What about other investment watches?
“It’s fair to estimate that all pre-owned and vintage Daytonas are going to jump 5-10% over the next couple of months and have typically grown by a similar number per year since watch collecting was boosted by the internet.” One model, however, is our pick of the bunch and it just so happens to be the latest one.
The Daytona Reference 116500LN, the one with the ceramic bezel, was the most talked about watch of 2016 and its price has been going up ever since. Few new watches have ever had such a fanatical reception. Rolex have made it limited in supply too and its price on the secondary market has been anything up to double what you would pay directly from Rolex (if you could stomach the waiting list!). Typically however, they're selling at 50% over list price in unworn condition. “The ceramic Daytona is arguably the best looking yet and aesthetically it's quite similar to the original models, particularly in the white dial. Its value is only going up from here.”

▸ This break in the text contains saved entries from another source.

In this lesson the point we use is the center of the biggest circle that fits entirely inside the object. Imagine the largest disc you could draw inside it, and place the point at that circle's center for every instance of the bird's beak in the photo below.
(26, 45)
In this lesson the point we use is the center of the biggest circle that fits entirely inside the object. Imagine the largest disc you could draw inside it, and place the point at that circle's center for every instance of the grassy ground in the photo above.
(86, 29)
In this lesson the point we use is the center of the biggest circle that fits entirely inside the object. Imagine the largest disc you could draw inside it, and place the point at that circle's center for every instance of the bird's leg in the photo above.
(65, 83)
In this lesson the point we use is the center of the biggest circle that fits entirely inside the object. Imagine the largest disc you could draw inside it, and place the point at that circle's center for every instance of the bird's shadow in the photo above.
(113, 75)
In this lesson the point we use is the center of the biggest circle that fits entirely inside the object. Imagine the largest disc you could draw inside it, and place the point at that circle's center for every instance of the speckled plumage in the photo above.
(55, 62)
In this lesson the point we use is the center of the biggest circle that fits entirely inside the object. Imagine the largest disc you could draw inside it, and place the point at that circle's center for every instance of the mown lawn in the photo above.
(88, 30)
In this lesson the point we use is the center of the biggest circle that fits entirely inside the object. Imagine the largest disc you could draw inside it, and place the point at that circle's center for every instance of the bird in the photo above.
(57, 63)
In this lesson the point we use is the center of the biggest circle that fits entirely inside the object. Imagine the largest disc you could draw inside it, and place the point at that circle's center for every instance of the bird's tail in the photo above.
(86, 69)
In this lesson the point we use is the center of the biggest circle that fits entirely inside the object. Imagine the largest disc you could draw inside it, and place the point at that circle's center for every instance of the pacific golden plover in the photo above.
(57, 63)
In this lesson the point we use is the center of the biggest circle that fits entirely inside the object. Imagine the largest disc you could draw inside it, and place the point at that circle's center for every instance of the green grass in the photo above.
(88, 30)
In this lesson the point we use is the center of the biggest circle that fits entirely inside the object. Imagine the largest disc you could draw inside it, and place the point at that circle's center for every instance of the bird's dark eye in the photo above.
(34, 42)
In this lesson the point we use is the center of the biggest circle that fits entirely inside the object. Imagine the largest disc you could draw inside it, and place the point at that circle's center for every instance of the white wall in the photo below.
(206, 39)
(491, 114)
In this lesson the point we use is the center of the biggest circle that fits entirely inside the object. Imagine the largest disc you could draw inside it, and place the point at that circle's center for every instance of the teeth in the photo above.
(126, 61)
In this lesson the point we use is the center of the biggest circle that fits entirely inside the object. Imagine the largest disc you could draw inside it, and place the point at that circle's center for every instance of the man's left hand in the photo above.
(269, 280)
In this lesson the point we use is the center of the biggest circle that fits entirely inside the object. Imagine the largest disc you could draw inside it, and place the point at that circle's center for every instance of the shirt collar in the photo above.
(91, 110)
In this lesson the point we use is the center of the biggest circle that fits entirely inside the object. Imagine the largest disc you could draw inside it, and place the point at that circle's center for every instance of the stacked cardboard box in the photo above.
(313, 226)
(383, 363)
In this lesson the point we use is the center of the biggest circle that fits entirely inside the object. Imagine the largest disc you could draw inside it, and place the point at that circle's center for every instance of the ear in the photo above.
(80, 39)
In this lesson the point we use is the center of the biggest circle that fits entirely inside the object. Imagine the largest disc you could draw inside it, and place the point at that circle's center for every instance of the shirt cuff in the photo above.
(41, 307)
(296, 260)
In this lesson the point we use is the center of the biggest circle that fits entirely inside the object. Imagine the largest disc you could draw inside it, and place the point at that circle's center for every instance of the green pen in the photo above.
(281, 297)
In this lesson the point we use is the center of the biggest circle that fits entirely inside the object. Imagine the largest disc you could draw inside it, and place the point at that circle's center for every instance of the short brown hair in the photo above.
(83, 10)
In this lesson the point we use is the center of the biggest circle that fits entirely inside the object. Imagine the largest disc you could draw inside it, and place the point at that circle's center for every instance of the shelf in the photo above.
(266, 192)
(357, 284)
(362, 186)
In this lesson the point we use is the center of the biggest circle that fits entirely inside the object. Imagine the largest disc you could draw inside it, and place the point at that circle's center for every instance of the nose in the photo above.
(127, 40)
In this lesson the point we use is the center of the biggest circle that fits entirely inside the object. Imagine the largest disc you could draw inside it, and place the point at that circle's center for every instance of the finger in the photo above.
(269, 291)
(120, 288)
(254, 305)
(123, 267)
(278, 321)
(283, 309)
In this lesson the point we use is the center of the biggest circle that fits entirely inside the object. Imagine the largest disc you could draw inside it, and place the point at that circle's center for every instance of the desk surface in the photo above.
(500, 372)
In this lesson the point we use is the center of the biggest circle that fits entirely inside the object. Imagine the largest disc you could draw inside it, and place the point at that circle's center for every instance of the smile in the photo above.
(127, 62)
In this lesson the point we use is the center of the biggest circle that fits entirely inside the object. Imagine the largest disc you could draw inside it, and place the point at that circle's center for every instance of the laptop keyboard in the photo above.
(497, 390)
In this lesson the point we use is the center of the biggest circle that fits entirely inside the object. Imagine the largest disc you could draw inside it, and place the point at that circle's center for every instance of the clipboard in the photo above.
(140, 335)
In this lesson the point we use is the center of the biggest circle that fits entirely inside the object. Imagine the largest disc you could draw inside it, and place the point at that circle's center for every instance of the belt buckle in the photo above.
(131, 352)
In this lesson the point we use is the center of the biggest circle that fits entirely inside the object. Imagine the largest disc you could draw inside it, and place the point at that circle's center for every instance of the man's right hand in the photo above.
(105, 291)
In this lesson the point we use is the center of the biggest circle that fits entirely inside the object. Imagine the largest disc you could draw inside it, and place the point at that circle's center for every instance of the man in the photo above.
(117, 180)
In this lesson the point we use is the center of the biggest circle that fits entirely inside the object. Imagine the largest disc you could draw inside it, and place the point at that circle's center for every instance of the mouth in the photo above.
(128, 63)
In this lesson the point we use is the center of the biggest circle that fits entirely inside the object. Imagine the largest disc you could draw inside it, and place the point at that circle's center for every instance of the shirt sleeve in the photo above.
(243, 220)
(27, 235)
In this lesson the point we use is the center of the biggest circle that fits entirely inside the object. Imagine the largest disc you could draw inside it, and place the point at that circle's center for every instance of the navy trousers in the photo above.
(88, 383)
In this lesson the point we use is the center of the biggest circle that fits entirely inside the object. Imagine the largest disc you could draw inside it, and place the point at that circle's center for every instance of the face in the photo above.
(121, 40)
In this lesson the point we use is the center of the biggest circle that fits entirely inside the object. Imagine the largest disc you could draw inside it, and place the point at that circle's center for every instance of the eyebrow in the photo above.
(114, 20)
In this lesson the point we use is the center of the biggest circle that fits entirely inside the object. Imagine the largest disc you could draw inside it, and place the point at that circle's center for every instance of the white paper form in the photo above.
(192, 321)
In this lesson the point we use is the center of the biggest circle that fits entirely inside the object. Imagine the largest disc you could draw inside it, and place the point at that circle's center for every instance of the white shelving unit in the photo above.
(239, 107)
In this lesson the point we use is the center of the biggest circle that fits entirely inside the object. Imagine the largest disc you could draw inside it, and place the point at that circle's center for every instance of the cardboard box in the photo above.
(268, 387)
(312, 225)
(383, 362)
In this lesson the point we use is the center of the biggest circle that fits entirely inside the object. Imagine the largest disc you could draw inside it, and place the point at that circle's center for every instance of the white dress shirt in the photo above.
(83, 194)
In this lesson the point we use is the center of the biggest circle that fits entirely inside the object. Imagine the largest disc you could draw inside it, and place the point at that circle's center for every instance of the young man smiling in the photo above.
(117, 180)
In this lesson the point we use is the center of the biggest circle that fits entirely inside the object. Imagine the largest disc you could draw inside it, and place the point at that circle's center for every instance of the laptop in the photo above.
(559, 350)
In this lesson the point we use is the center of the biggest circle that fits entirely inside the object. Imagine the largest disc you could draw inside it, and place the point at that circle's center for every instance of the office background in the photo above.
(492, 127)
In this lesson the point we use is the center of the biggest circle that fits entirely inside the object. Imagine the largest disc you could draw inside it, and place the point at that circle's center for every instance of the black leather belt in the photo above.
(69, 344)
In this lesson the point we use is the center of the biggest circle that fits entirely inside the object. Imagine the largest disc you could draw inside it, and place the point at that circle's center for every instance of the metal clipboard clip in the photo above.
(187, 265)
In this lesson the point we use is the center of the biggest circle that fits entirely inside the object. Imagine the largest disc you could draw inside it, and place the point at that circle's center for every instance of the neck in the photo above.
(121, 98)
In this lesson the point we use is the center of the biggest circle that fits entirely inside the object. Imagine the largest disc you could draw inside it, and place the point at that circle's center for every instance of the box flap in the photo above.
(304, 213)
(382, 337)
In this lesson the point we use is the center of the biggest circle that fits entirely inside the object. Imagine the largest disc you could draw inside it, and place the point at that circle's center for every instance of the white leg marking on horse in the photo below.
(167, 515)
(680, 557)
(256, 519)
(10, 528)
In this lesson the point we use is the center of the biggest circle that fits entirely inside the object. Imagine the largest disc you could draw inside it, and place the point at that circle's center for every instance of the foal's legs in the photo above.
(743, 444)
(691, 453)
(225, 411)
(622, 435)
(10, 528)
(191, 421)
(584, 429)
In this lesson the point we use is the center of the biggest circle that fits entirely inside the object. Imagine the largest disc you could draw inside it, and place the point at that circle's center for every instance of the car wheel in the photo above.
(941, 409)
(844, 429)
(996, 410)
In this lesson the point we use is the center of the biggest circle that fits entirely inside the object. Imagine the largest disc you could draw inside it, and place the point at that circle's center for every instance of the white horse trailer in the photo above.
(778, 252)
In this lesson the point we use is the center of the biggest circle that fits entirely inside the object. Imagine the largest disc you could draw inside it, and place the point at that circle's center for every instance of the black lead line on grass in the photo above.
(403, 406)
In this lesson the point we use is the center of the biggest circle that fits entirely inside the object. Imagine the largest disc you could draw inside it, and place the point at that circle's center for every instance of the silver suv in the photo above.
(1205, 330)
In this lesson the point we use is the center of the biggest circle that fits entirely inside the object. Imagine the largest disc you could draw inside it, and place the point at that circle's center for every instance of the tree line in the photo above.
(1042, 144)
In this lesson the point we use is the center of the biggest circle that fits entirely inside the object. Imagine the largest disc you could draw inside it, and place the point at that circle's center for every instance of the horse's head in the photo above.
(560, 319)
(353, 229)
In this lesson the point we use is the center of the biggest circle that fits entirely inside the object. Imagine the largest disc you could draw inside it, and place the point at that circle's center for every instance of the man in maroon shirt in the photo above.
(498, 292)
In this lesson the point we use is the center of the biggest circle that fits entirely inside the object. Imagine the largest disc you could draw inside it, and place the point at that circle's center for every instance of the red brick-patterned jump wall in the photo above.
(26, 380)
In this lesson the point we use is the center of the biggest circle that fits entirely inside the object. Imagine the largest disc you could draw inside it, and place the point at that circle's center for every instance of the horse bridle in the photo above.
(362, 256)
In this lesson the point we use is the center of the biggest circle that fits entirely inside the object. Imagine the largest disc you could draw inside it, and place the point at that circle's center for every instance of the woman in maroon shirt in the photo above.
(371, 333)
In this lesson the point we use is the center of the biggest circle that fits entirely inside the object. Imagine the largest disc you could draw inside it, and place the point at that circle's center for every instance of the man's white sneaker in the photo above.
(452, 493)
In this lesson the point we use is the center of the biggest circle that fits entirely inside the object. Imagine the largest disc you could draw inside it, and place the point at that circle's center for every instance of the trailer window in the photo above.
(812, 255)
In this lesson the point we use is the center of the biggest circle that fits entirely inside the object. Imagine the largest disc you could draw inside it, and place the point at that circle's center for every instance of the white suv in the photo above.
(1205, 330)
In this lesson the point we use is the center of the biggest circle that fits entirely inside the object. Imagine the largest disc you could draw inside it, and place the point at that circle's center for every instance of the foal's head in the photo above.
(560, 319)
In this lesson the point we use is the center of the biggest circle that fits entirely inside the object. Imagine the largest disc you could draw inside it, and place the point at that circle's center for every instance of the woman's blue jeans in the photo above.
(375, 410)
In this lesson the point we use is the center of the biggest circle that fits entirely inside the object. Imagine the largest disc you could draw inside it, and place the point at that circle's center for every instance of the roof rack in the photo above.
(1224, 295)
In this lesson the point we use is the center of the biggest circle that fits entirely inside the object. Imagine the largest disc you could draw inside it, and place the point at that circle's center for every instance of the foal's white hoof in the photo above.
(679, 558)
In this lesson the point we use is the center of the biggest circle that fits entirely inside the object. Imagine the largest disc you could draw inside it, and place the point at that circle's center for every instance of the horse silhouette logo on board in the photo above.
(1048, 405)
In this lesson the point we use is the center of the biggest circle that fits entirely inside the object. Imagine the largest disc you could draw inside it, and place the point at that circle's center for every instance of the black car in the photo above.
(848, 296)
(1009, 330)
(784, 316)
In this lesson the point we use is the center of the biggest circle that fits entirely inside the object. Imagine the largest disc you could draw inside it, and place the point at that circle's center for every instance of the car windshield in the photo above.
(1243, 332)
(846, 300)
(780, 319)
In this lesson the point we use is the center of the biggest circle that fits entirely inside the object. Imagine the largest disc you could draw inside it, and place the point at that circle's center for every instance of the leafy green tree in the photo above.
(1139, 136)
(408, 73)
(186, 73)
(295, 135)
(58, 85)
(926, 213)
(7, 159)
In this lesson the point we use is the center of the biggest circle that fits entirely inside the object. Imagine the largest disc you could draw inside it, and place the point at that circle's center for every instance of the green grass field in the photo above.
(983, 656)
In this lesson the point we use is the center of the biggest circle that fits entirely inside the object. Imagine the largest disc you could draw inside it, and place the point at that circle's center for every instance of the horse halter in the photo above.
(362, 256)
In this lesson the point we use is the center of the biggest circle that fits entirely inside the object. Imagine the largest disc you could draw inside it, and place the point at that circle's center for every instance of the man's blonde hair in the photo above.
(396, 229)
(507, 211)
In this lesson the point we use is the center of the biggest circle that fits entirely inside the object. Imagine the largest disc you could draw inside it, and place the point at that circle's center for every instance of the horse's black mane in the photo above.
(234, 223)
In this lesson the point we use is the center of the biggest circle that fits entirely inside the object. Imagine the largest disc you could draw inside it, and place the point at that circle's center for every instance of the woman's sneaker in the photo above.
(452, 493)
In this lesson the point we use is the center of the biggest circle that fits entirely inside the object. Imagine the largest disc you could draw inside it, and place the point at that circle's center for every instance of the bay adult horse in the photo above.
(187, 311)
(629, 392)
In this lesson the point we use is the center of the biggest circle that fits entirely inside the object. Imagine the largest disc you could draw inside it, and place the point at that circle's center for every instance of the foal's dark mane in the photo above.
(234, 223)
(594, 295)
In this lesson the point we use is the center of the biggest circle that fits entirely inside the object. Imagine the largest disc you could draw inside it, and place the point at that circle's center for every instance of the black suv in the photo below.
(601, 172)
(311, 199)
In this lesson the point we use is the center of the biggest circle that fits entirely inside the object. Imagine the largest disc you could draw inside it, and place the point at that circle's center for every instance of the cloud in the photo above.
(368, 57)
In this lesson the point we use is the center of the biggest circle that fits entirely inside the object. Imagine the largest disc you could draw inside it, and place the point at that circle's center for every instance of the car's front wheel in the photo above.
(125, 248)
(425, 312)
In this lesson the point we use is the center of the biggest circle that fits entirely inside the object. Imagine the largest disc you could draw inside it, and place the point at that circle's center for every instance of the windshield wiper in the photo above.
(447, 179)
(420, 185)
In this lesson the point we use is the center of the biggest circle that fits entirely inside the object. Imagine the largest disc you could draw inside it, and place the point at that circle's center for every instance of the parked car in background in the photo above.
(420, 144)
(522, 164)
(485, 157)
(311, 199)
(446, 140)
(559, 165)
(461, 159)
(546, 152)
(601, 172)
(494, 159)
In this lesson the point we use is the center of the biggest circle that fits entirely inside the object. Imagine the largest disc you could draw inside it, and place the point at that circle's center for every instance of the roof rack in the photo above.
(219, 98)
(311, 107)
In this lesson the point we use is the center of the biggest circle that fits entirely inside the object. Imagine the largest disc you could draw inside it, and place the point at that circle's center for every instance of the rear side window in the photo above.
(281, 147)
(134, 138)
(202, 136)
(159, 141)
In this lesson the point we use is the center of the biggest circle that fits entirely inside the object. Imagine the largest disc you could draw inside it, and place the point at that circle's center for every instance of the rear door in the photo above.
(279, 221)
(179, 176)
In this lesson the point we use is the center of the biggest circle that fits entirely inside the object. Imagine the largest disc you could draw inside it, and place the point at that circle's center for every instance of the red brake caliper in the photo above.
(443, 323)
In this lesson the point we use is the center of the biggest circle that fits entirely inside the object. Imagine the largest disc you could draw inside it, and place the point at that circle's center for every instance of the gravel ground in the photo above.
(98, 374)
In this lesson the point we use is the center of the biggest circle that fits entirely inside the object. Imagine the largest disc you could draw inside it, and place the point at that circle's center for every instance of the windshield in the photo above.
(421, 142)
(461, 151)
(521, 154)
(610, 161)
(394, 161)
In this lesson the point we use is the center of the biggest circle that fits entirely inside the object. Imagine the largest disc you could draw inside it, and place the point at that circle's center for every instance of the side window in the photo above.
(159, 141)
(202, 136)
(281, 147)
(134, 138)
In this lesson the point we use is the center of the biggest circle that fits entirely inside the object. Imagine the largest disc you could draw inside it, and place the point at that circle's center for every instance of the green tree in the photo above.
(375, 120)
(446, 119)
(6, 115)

And for those with a slightly more, ahem, modest budget?
“The first place you should head here is for any vintage Rolex sport model with a valid paper trail and decent condition. The rarer the better, but these are likely already over the £10,000 mark. A Submariner Ref. 5513 from the mid-seventies can still go for under £10,000 and they will surely double in price over the next five to ten years."
If you’re looking for identity, one option is the ‘James Cameron’, which is the name given to the Sea-Dweller Deepsea D-Blue made to commemorate James Cameron’s expedition to the bottom of the Mariana Trench, the deepest part of the world’s oceans in his ‘Deepsea Challenger’ vessel. “You can still pick these up for under £10,000 but they are quite difficult to get hold of already and are on the up.”
But with vintage Rolex being so expensive it has now spilled over into other vintage sport watches, mostly Heuer and Tudor. “The last Tudor Submariner is still relatively cheap and it has everything other than the famous-owner connection, I’d bet big that prices for these are going to double over the next few years.”
Finally, there a few brands producing serious quality and in limited numbers, but with enough style to get the public attention. These are increasingly hot and also on the up, but they are also on the expensive side. Brands such A. Lange & Söhne, FP Journe and Roger Smith. "I’ll add vintage Audemars Piguet, before the nineties, and not just Genta-designed Royal Oaks but the older stuff too, back when they were still on the level of Patek Philippe."
The knock-on effects of the Newman sale are likely to bring plenty of new eyes to the 2017 Geneva watch auction season, which just so happens to start next week with Phillips and Christie’s leading the charge. A quick flick through the catalogues of the upcoming sales confirms the brands we mention, but you can find these options from other trusted dealers, away from the competitive sales environments of the big-name auctions, also, for those on a slightly tighter budget, check out the vintage options from the brands mentioned, Tudor in particular, or the James Cameron Sea-Dweller, as these right now seem quite undervalued.